5.2 HBase shell Delete a table
First, you need to disable the table by executing the disable command followed by the table name:
disable 'table_name'
Replace 'table_name' with the name of the table you want to delete.
Next, you can proceed to drop the table using the drop command:
drop 'table_name'
Again, replace 'table_name' with the name of the table you wish to delete.
Please note that before performing the deletion, ensure that you have backed up any important table data, as the deletion is irreversible and all data associated with the table will be permanently removed.
5.3 TableNotDisabledException error
Specific error message:
Exception in thread "main" org.apache.hadoop.hbase.TableNotDisabledException: student
at sun.reflect.NativeConstructorAccessorImpl.newInstance0(Native Method)
at sun.reflect.NativeConstructorAccessorImpl.newInstance(NativeConstructorAccessorImpl.java:62)
at sun.reflect.DelegatingConstructorAccessorImpl.newInstance(DelegatingConstructorAccessorImpl.java:45)
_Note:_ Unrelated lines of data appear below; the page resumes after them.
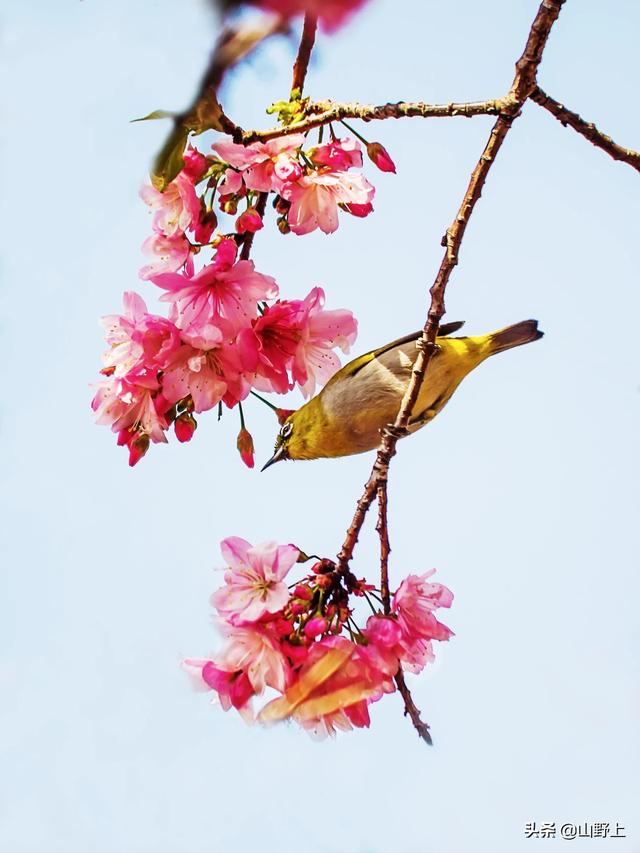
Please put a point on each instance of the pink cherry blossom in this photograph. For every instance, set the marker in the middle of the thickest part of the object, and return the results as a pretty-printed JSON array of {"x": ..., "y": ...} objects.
[
  {"x": 250, "y": 221},
  {"x": 379, "y": 155},
  {"x": 322, "y": 331},
  {"x": 184, "y": 425},
  {"x": 316, "y": 196},
  {"x": 195, "y": 164},
  {"x": 254, "y": 584},
  {"x": 340, "y": 701},
  {"x": 233, "y": 688},
  {"x": 223, "y": 290},
  {"x": 170, "y": 253},
  {"x": 176, "y": 209},
  {"x": 268, "y": 348},
  {"x": 263, "y": 166},
  {"x": 245, "y": 447},
  {"x": 414, "y": 603},
  {"x": 338, "y": 155},
  {"x": 123, "y": 405},
  {"x": 208, "y": 375},
  {"x": 140, "y": 343},
  {"x": 255, "y": 650}
]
at java.lang.reflect.Constructor.newInstance(Constructor.java:423)
at org.apache.hadoop.ipc.RemoteException.instantiateException(RemoteException.java:106)
at org.apache.hadoop.ipc.RemoteException.unwrapRemoteException(RemoteException.java:95)
at org.apache.hadoop.hbase.util.ForeignExceptionUtil.toIOException(ForeignExceptionUtil.java:45)
at org.apache.hadoop.hbase.client.HBaseAdmin$ProcedureFuture.convertResult(HBaseAdmin.java:4206)
at org.apache.hadoop.hbase.client.HBaseAdmin$ProcedureFuture.waitProcedureResult(HBaseAdmin.java:4164)
at org.apache.hadoop.hbase.client.HBaseAdmin$ProcedureFuture.get(HBaseAdmin.java:4098)
at org.apache.hadoop.hbase.client.HBaseAdmin.deleteTable(HBaseAdmin.java:777)
at HbaseEmptyTable.emptyTable(HbaseEmptyTable.java:21)
at HbaseEmptyTable.main(HbaseEmptyTable.java:30)
Caused by: org.apache.hadoop.ipc.RemoteException(org.apache.hadoop.hbase.TableNotDisabledException): student
at org.apache.hadoop.hbase.master.HMaster.checkTableModifiable(HMaster.java:1976)
at org.apache.hadoop.hbase.master.procedure.DeleteTableProcedure.prepareDelete(DeleteTableProcedure.java:256)
at org.apache.hadoop.hbase.master.procedure.DeleteTableProcedure.executeFromState(DeleteTableProcedure.java:101)
at org.apache.hadoop.hbase.master.procedure.DeleteTableProcedure.executeFromState(DeleteTableProcedure.java:59)
at org.apache.hadoop.hbase.procedure2.StateMachineProcedure.execute(StateMachineProcedure.java:107)
at org.apache.hadoop.hbase.procedure2.Procedure.doExecute(Procedure.java:400)
at org.apache.hadoop.hbase.procedure2.ProcedureExecutor.execProcedure(ProcedureExecutor.java:869)
at org.apache.hadoop.hbase.procedure2.ProcedureExecutor.execLoop(ProcedureExecutor.java:673)
at org.apache.hadoop.hbase.procedure2.ProcedureExecutor.execLoop(ProcedureExecutor.java:626)
at org.apache.hadoop.hbase.procedure2.ProcedureExecutor.access$200(ProcedureExecutor.java:70)
at org.apache.hadoop.hbase.procedure2.ProcedureExecutor$1.run(ProcedureExecutor.java:413)
Process finished with exit code 1
Here's how you can handle the error:
- Check if the table is enabled or disabled: Before deleting a table, ensure that it is disabled. You can use the HBase shell command is_disabled 'table_name' to check the status of the table. If it returns true, it means the table is already disabled. If it returns false, you need to disable it before proceeding.
- Disable the table: If the table is enabled, you need to disable it using the HBase shell command disable 'table_name'. In your case, execute disable 'student' to disable the "student" table.
- Retry the deletion: Once the table is disabled, you can retry deleting it using the drop command: drop 'table_name'. In this case, execute drop 'student' to delete the "student" table.
By following these steps, you should be able to delete the table without encountering the TableNotDisabledException error.